Safe ASX shares could be a good place to invest on the stock market in December 2023.
There's no such thing as a truly safe ASX share when it comes to share price movements because trading is made up of different buyers and sellers every day. Sometimes outside events, such as a pandemic, can cause a sell-off even if the company's underlying profit isn't going to be affected much.
The 'safe' businesses I'm going to refer to may be able to deliver outperformance in a bear market.
Propel Funeral Partners Ltd (ASX: PFP)
Propel is the second-largest funeral operator in Australia and New Zealand. As the saying goes, there are only two things certain in life – death and taxes. We can't invest in the Australian Taxation Office (ATO), but we can invest in Propel, as morbid as it is.
The number of deaths in Australia is expected to increase by 2.4% per annum between 2023 to 2030, and then rise by 2.5% between 2030 to 2040, according to Propel's sources, which is an ultra-long-term tailwind for the company.
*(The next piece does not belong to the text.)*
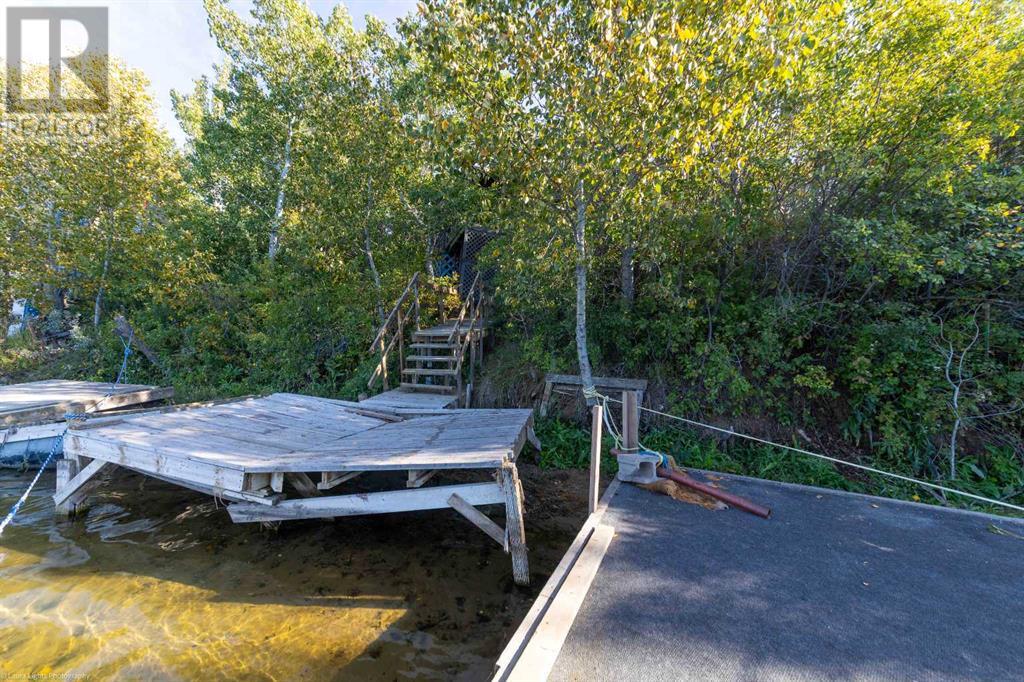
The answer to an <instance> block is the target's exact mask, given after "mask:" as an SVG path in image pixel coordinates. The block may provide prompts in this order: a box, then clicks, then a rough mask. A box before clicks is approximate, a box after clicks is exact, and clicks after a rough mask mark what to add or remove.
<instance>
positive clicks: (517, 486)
mask: <svg viewBox="0 0 1024 682" xmlns="http://www.w3.org/2000/svg"><path fill="white" fill-rule="evenodd" d="M499 475H500V476H501V484H502V489H503V491H504V493H505V532H506V535H507V536H508V539H509V553H510V554H511V555H512V578H513V579H514V580H515V584H516V585H529V562H528V561H527V559H526V528H525V526H524V524H523V520H522V512H523V503H522V485H521V484H520V483H519V473H518V471H516V468H515V465H514V464H511V463H509V464H506V465H505V466H504V467H502V469H501V471H500V472H499Z"/></svg>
In FY23, the company saw funeral volumes rise by 9% to around 18,000 funerals.
The average revenue per funeral is increasing every year thanks to inflation. FY23 saw a 6% rise in the average funeral price amid strong inflation.
Propel's FY23 revenue rose 16% to $168.5 million, while the operating net profit after tax (NPAT) grew 17.9% to $20.9 million.
With a market share of approximately 8% of the funeral industry in 2022, there is still plenty of room for the company to grow through acquisitions.
I think the company's profit can hold up, and possibly grow, even if there's an Australian recession.
Its dividend has grown each year since FY21 and the ongoing revenue and profit growth could enable continuing dividend growth. As far as defensiveness goes, I think this is one of the leading ASX safe shares.
Vaneck Morningstar Wide Moat ETF (ASX: MOAT)
This is an exchange-traded fund (ETF) that Aussies can invest in.
There are some businesses out there with very strong competitive advantages, such as great brand power, powerful network effects or advanced patents. Think how embedded Disney is in the entertainment world with its movies, theme parks, Disney+ and so on.
The MOAT ETF only invests in businesses that have competitive advantages which are expected to endure more likely than not for over two decades. I think owning these sorts of businesses which have compelling long-term futures, could mean less volatility than the market.
I think this ETF can be particularly useful in a sell-off because it's invested in US shares.
For some reason, the Australian dollar is seen as a riskier currency as it has a habit of falling against the US dollar during a market sell-off (though that's not guaranteed to continue). The Aussie dollar dropped close to US 60 cents during both the GFC and the COVID-19 sell-off.
I normally don't bother thinking about currency too much. However, in a situation where the global share market is selling off, a weakening Australian dollar would protect Aussies from some of the decline in value on the US share market, in Australian dollar terms.
For example, if the US shares fell 10% in value in US dollar terms and the Australian dollar weakened by 10%, then the Aussie investor wouldn't see any decline in value at all for their MOAT ETF investment in Australian dollar terms.
On 11 December 2023, the biggest five positions in the portfolio were US Bancorp, Salesforce.com, Charles Schwab, Masco and Nike.
The strong, long-term businesses that this ASX ETF owns make it a relatively safe ASX share, in my opinion.